On 11th January 1944 – by which time it was already obvious that Germany would (sooner or later) be defeated by a global alliance of its communist, capitalist and imperialist foes – Britain’s Joint Intelligence Committee met in London.
This was the elite of the Empire’s intelligence services: the heads of naval, military and air intelligence; the head of MI6; and senior representatives from MI5 and the Ministry of Economic Warfare.
The main item on their agenda was a paper from the latter: this Ministry also represented the ‘dirty tricks’ side of the British war effort, the ‘Special Operations Executive’ (SOE).
The paper set out an important objective to be achieved quickly as soon as Germany had been defeated. British intelligence must prioritise obtaining economic intelligence, including:
“how Germany had been able to develop her industrial strength in such a short time after Hitler came to power.”
In other words, eleven years after Adolf Hitler had come to power, the most senior representatives of the British Empire’s intelligence services still didn’t know how he had achieved the Third Reich’s economic miracle, and they were anxious to find out!
The meeting’s secret minutes state that “this information would be of value if we were to remain potentially strong and to have our industry ready for industrial mobilisation for another war.”
They do not of course mean another war with Germany, which would soon be crushed.

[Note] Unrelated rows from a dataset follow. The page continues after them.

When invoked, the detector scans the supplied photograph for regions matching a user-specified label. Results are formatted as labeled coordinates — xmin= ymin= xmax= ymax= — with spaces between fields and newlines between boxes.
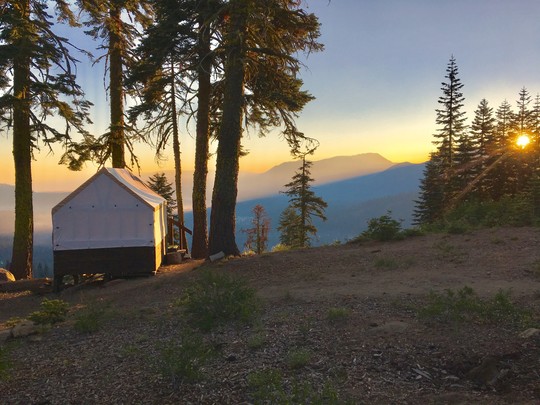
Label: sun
xmin=516 ymin=134 xmax=530 ymax=149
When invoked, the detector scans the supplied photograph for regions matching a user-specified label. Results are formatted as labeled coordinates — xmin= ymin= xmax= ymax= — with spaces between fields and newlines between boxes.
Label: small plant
xmin=247 ymin=368 xmax=346 ymax=404
xmin=181 ymin=270 xmax=260 ymax=331
xmin=271 ymin=243 xmax=291 ymax=252
xmin=28 ymin=299 xmax=69 ymax=325
xmin=247 ymin=332 xmax=267 ymax=350
xmin=373 ymin=257 xmax=399 ymax=270
xmin=326 ymin=307 xmax=350 ymax=324
xmin=286 ymin=348 xmax=311 ymax=369
xmin=74 ymin=303 xmax=110 ymax=333
xmin=0 ymin=345 xmax=12 ymax=381
xmin=361 ymin=211 xmax=403 ymax=241
xmin=248 ymin=369 xmax=286 ymax=403
xmin=156 ymin=331 xmax=213 ymax=387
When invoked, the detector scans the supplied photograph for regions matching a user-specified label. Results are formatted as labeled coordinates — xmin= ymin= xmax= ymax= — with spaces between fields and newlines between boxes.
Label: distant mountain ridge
xmin=233 ymin=163 xmax=425 ymax=248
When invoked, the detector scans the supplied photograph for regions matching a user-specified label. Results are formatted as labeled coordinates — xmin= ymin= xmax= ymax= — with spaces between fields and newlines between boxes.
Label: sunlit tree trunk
xmin=208 ymin=0 xmax=249 ymax=256
xmin=11 ymin=0 xmax=33 ymax=280
xmin=170 ymin=63 xmax=188 ymax=251
xmin=109 ymin=4 xmax=125 ymax=168
xmin=191 ymin=11 xmax=212 ymax=259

They mean a ‘Third World War’ with the Soviet Union, and they also imply postwar economic competition with the United States.
The strong implication is that British agents would have to act very swiftly to obtain this economic and scientific data in the ruins of defeated Germany, because we would need to obtain it ahead of our American and Russian ‘allies’.
“Careful preparation would be required to take advantage of our opportunity, which would be fleeting.”
The Third Reich itself was also a “fleeting” moment in European history, but one which demonstrated that national-socialist ideas were and are realistic, not ‘Utopian’.
And the document quoted above shows that the highest level of the British Empire’s intelligence services believed that the Third Reich’s economic and social miracle should be studied and (perhaps) emulated.